In the world of gold jewelry, “karats” is a frequently used term. It is used to describe the purity of the gold used to make the piece. The word dates back to ancient Mediterranean and Middle Eastern civilizations that used carob seeds to measure the weight of gold. Today, this measurement is used interchangeably with the millesimal fineness system.
As the softest metal in existence, pure gold is not great for creating jewelry. It is often strengthened with zinc, copper, or silver, allowing it to retain its intended shape. Very rarely is pure gold used in jewelry and those unique pieces carry a 24K gold stamp. In other cases, the percentage of gold to alloy use determines purity.
Most gold jewelry in the U.S. is 10, 14, or 18k. A piece that is 18k is 75 percent pure, making it the most valuable of the three. Even when pieces have equal weight, the item with the higher number of karats will be more valuable. An 18k gold item will contain more yellow in the colored tint. Though 14k is more popular in the U.S., 18k gold is purchased by most European consumers.
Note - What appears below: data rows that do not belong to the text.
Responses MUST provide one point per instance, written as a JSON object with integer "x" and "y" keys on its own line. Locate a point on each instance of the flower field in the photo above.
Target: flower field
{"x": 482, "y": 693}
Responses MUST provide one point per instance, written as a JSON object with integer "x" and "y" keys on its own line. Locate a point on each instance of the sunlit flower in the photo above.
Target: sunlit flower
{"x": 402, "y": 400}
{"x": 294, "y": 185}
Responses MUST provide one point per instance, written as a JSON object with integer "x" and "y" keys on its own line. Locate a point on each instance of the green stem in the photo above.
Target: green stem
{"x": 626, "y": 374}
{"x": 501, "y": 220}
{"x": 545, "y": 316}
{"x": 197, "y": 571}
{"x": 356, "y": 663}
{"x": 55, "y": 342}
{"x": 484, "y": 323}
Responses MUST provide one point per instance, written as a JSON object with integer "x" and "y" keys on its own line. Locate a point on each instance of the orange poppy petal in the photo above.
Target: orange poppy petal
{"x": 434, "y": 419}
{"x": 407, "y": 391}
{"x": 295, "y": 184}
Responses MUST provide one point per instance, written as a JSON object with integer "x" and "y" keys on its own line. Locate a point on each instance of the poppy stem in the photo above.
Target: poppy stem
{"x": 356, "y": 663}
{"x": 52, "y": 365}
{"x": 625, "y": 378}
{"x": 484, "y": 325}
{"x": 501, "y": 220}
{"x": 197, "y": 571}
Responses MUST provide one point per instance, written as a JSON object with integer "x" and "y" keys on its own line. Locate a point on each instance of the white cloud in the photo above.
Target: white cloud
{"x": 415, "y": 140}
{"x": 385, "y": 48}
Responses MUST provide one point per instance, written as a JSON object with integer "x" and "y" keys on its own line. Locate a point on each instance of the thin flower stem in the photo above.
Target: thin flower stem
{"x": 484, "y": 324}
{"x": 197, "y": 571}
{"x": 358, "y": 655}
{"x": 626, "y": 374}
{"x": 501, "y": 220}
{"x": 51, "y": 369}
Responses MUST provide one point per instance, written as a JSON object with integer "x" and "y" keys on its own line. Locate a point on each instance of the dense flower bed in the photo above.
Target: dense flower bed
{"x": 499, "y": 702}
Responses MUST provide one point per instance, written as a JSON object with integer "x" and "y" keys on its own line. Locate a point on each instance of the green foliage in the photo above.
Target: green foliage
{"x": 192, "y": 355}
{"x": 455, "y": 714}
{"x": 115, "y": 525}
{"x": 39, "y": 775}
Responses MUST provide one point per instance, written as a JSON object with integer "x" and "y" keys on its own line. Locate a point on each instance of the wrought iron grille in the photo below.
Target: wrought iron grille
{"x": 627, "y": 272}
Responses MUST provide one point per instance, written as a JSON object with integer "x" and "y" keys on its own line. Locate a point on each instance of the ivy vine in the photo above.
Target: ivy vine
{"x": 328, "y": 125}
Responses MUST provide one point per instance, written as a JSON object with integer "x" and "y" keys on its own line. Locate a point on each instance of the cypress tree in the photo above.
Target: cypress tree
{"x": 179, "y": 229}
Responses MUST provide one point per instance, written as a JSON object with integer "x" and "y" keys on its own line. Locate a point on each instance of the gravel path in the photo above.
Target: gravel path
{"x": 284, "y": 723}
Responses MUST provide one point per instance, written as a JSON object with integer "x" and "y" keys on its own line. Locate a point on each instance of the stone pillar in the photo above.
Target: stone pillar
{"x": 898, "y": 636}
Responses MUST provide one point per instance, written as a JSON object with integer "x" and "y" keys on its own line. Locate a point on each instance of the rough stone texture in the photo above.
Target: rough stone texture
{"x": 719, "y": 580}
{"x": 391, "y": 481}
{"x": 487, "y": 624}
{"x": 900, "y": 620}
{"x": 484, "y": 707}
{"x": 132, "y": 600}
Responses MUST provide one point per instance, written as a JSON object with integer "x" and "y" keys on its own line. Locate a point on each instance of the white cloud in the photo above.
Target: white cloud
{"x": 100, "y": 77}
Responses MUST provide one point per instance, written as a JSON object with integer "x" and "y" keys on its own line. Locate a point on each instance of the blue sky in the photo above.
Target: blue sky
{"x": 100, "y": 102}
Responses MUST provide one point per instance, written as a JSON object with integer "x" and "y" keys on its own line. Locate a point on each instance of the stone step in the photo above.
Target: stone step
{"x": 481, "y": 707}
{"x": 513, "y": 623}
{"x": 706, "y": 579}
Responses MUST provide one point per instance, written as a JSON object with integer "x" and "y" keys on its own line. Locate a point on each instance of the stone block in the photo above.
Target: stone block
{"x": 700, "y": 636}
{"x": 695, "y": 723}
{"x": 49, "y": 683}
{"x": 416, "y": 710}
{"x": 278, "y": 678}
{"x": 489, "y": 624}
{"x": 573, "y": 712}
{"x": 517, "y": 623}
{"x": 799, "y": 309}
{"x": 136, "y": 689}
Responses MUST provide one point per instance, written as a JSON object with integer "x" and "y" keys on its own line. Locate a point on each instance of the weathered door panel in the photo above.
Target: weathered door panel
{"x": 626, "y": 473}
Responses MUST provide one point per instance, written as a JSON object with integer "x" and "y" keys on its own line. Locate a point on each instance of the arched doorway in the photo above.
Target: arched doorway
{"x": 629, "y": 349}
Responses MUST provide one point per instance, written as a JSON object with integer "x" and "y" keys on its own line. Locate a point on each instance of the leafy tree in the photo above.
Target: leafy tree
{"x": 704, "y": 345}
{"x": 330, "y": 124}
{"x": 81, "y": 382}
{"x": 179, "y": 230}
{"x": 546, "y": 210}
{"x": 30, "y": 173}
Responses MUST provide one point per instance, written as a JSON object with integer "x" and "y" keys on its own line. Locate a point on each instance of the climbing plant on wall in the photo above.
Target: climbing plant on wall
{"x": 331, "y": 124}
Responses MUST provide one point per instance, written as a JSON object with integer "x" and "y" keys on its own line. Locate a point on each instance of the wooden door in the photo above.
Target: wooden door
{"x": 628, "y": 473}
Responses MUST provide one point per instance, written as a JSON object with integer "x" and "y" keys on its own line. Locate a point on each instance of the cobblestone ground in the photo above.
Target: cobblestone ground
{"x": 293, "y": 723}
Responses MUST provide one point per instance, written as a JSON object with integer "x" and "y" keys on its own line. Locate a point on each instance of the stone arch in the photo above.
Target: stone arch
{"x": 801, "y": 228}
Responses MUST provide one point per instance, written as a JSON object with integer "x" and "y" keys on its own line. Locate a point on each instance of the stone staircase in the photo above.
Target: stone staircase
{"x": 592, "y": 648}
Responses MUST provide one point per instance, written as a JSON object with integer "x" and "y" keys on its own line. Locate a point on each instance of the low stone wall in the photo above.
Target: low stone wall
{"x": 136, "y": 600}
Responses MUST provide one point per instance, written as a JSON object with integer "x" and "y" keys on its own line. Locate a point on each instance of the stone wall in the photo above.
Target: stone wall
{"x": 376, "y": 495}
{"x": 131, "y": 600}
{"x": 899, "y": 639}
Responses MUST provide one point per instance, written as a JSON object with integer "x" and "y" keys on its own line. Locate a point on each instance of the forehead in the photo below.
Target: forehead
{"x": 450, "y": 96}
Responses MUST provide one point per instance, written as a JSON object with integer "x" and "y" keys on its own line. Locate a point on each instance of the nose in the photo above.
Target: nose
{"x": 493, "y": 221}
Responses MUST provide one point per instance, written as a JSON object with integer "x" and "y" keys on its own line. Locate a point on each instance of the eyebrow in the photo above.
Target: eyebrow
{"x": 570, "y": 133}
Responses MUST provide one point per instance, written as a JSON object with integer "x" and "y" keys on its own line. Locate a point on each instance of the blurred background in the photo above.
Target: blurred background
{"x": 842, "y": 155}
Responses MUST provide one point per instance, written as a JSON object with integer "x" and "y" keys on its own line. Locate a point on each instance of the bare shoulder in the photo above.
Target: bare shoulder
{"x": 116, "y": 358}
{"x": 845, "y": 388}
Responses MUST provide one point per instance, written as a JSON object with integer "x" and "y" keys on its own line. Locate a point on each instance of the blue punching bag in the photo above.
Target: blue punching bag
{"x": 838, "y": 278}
Just because jewelry is stamped 18K does not mean it is. Laws vary between countries in terms of ensuring that these stamps are accurate. The U.S. is just one country that may not pursue a manufacturer for using a misleading stamp. Some countries mandate that gold purity be verified by a third party before a piece of jewelry may be stamped.
Those who buy gold coins are familiar with 24k gold because it is often used to make modern bullion coins. However, since it is often too soft for jewelry-making purposes, 18k is usually the highest number found on jewelry, though 22k is also available. Based on the current price of gold, anyone selling 18k jewelry should make a nice profit.